En 2015, la convention-cadre des Nations Unies sur les changements climatiques à Paris s’est conclue par l’accord de Paris, signé par plus de 190 États, dont la Suisse et l’Union européenne. Celui-ci vise notamment à contenir l’élévation de la température moyenne de la planète en dessous de la barre des 2 °C. Depuis, à la surprise générale, les tarifs de l’électricité d’origine solaire et éolienne ont chuté de manière beaucoup plus spectaculaire qu’on ne l’avait cru possible en 2015 et les technologies d’énergie propre ont évolué beaucoup plus rapidement. Cela a renforcé la confiance dans la faisabilité technique et financière du pari consistant à vouloir maintenir les températures en dessous du seuil de référence. Cependant, la crédibilité socio-économique du projet dépend principalement de la volonté des pays qui consomment beaucoup d’énergie fossile d’agir vite et dans la prochaine décennie. Pour un grand nombre d’entre eux, et la Suisse en fait partie, cela s’avère difficile, car ils peinent à rallier les forces politiques nationales à des mesures plus ambitieuses de réduction des émissions.

De ce fait, les États fragiles sont non seulement touchés par le changement climatique, mais aussi par les politiques climatiques des pays importateurs de combustibles fossiles et par la vitesse à laquelle ils s’apprêtent à augmenter leurs investissements dans les technologies vertes.

De nombreux États fragiles sont exportateurs de combustibles fossiles et dépendent fortement de ces revenus, ce qui constitue un défi supplémentaire. La perte de cette manne financière pourrait menacer les alliances des élites et le système de clientélisme qui assure un niveau relatif de stabilité politique et économique dans certains pays. Elle augmenterait donc le risque d’effondrement de l’État et pourrait donner lieu à des formes diffuses et localisées d’autorités, utilisant la force et la violence pour contrôler les populations et leur accès aux ressources naturelles.

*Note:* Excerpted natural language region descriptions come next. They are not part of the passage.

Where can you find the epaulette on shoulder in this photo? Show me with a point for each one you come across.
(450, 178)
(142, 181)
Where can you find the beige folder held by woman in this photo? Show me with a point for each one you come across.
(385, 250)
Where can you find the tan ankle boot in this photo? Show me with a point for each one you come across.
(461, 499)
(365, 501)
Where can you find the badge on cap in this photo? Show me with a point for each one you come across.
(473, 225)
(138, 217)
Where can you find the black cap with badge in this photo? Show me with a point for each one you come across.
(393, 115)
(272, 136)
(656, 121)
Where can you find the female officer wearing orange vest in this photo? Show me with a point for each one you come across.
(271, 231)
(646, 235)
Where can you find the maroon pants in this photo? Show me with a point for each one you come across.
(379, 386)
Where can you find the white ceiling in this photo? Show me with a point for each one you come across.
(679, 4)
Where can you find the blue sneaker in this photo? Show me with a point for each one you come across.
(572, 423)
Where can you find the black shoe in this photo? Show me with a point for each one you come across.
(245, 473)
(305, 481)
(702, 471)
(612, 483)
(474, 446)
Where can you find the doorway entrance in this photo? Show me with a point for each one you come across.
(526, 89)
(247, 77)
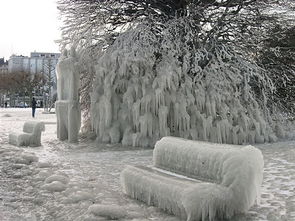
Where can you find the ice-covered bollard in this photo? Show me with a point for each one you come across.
(198, 180)
(67, 106)
(31, 135)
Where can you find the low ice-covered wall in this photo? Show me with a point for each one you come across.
(31, 135)
(219, 180)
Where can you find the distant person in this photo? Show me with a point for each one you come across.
(33, 107)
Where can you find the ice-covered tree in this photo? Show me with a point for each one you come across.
(157, 68)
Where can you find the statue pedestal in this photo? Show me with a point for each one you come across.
(68, 115)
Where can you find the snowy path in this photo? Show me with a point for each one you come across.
(88, 179)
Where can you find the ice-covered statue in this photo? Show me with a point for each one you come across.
(67, 105)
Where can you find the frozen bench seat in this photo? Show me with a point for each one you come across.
(197, 180)
(31, 135)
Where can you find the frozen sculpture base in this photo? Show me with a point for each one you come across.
(67, 106)
(31, 135)
(198, 180)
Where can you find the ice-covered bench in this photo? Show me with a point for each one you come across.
(197, 180)
(31, 135)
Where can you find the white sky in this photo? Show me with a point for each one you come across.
(27, 26)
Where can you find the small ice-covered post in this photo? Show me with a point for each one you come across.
(67, 106)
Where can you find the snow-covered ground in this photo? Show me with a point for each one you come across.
(61, 181)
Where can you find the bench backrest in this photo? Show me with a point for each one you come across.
(239, 168)
(33, 127)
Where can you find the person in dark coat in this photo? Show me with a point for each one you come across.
(33, 107)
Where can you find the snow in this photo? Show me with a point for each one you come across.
(110, 212)
(95, 168)
(234, 173)
(31, 135)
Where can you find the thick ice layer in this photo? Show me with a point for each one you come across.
(68, 115)
(31, 135)
(239, 168)
(146, 97)
(228, 179)
(67, 107)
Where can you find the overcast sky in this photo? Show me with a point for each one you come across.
(27, 26)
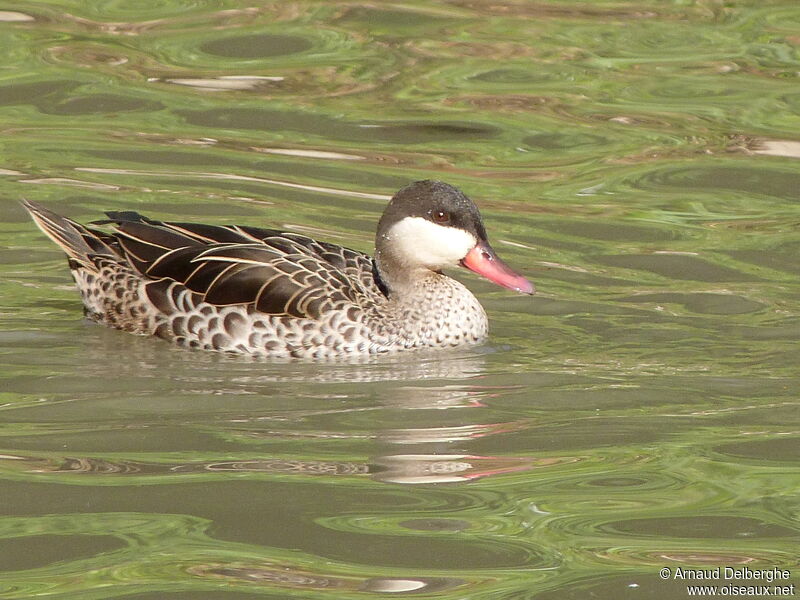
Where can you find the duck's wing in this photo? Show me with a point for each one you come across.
(278, 273)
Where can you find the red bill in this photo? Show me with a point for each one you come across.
(483, 261)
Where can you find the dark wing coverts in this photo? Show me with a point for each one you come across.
(278, 273)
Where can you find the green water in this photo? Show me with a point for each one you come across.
(637, 160)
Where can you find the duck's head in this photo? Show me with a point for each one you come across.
(430, 225)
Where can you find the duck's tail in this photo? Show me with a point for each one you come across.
(79, 243)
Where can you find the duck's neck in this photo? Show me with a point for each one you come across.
(402, 281)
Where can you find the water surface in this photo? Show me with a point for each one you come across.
(637, 160)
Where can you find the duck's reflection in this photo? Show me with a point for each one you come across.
(438, 397)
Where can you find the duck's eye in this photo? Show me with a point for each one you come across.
(440, 216)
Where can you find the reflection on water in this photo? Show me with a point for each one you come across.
(639, 161)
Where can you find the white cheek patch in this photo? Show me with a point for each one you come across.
(417, 241)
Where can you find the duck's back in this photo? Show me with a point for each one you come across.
(236, 288)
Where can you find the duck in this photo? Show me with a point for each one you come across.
(272, 293)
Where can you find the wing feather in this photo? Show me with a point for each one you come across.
(276, 272)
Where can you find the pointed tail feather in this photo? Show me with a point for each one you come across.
(73, 238)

Par ailleurs, les États fragiles dotés des ressources minérales nécessaires pour universaliser les technologies énergétiques propres offrent des opportunités supplémentaires. Le fait qu’une grande part de ces ressources se trouve dans des pays à contexte fragile constitue une difficulté pour les entreprises internationales cotées en bourse et soumises à la pression des principes, lignes directrices et normes internationales sur la conduite responsable des entreprises (CRE) et les critères environnementaux, sociaux et de gouvernance (ESG). Cette situation tend à attirer dans ces pays les investissements d’entreprises opportunistes et financées par des fonds privés, y compris des sociétés domiciliées en Suisse, qui ne se sentent pas obligées de se soucier des retombées environnementales et sociales négatives de leurs opérations.

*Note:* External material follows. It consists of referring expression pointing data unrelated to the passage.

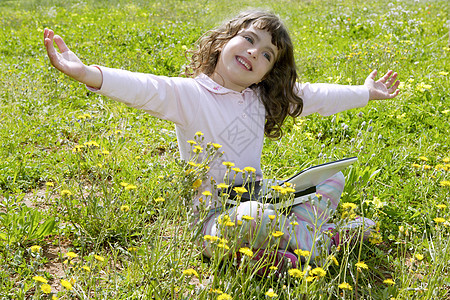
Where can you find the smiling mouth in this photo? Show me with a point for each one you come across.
(244, 63)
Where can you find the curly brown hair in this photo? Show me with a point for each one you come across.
(277, 90)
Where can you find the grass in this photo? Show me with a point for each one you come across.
(81, 173)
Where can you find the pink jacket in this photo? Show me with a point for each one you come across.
(234, 120)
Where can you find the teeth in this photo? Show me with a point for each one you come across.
(244, 63)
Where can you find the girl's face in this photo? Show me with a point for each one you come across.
(245, 59)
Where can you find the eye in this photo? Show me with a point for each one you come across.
(249, 39)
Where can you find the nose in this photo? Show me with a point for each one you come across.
(253, 52)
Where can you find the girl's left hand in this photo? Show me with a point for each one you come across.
(384, 88)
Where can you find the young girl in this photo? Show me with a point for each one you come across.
(243, 86)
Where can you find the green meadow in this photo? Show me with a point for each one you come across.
(94, 201)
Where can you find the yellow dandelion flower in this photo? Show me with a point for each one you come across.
(319, 272)
(193, 164)
(348, 206)
(77, 148)
(40, 279)
(277, 188)
(66, 284)
(277, 234)
(296, 273)
(361, 265)
(303, 253)
(197, 184)
(345, 286)
(223, 241)
(86, 268)
(92, 144)
(418, 256)
(35, 248)
(190, 272)
(71, 254)
(197, 149)
(289, 190)
(247, 218)
(222, 186)
(271, 294)
(249, 169)
(223, 219)
(224, 296)
(66, 193)
(445, 183)
(130, 187)
(125, 208)
(228, 164)
(99, 258)
(210, 238)
(224, 246)
(46, 288)
(334, 259)
(375, 238)
(246, 251)
(207, 193)
(439, 220)
(240, 190)
(216, 291)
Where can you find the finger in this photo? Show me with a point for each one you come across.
(394, 94)
(373, 75)
(391, 80)
(394, 87)
(385, 77)
(60, 43)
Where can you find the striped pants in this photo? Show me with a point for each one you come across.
(303, 227)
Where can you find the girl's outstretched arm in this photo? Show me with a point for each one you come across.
(384, 88)
(67, 62)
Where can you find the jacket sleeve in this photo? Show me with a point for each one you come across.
(328, 99)
(170, 98)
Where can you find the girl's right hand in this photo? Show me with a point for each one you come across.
(67, 62)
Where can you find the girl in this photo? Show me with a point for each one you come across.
(243, 86)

Enfin, dans les États fragiles présentant un fort potentiel d’investissement dans des projets solaires ou éoliens à grande échelle, ou dans la récolte de biomasse, on remarque une augmentation des risques CRE et ESG déjà observés pour les combustibles fossiles et les projets miniers, alimantant une certaine frilosité de la part des investisseurs. Ces risques comprennent notamment les conflits relatifs aux droits fonciers, à l’utilisation des terres et des rares ressources en eau, ainsi que la conduite des forces de sécurité sous contrat et le non-respect des droits des travailleurs, des enfants et des droits humains en général.

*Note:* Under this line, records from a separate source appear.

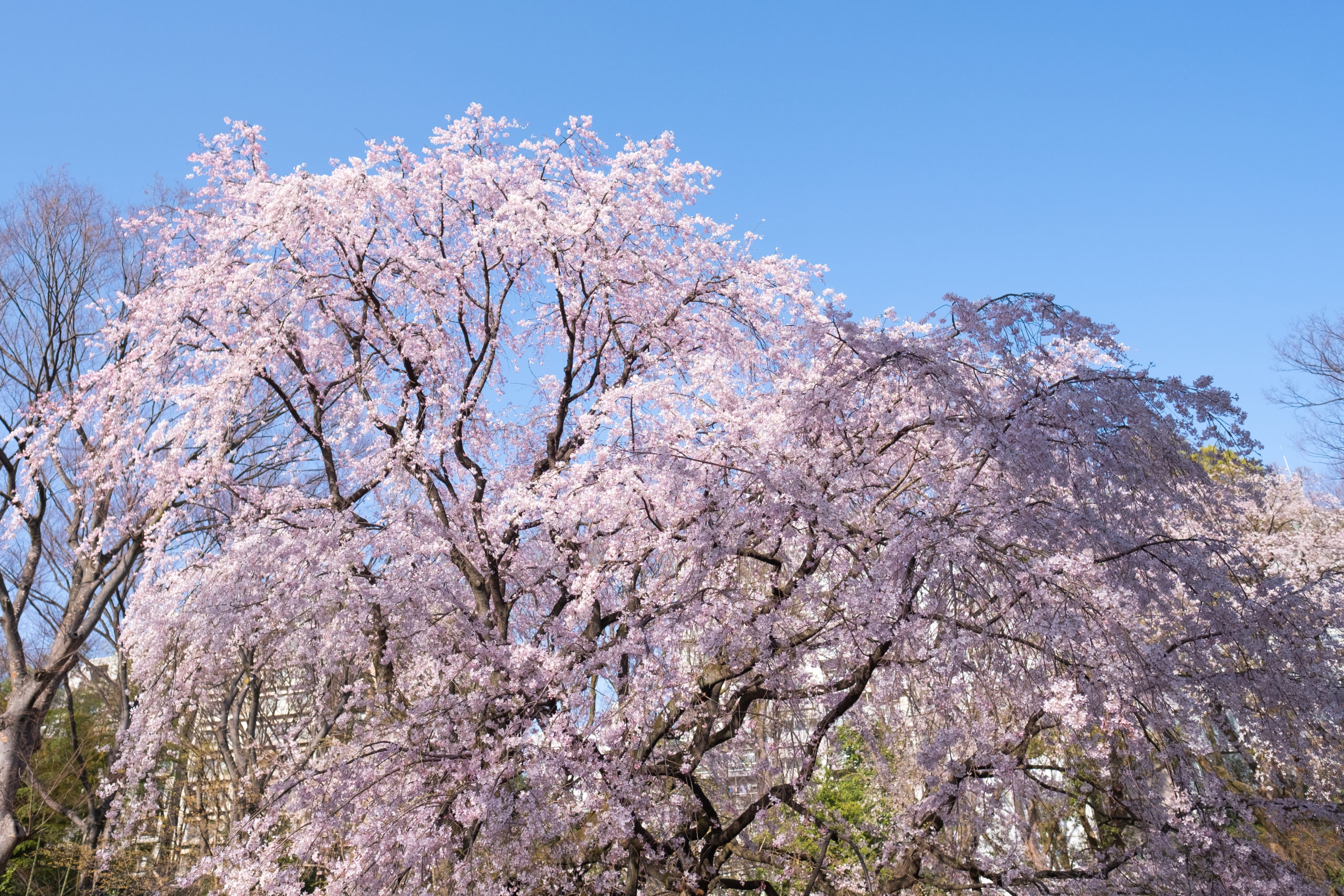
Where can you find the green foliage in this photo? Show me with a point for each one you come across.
(1223, 464)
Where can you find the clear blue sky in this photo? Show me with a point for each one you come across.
(1175, 168)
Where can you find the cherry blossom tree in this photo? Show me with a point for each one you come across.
(68, 551)
(530, 535)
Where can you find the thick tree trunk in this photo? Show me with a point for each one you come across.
(20, 735)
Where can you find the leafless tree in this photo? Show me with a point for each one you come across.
(1316, 349)
(64, 261)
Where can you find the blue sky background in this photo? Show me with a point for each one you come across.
(1175, 168)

La transition énergétique présente donc, parallèlement aux impacts du changement climatique, des risques susceptibles d’aggraver les vulnérabilités économiques, politiques et sociales des États fragiles. Pour les promoteurs de la paix, les agences d’aide humanitaire et les organismes de développement, il est important d’examiner conjointement ces risques en fonction des contextes spécifiques. swisspeace publiera un policy brief (document d’orientation politique), qui abordera plus en détail les conséquences de la transition énergétique pour les États fragiles.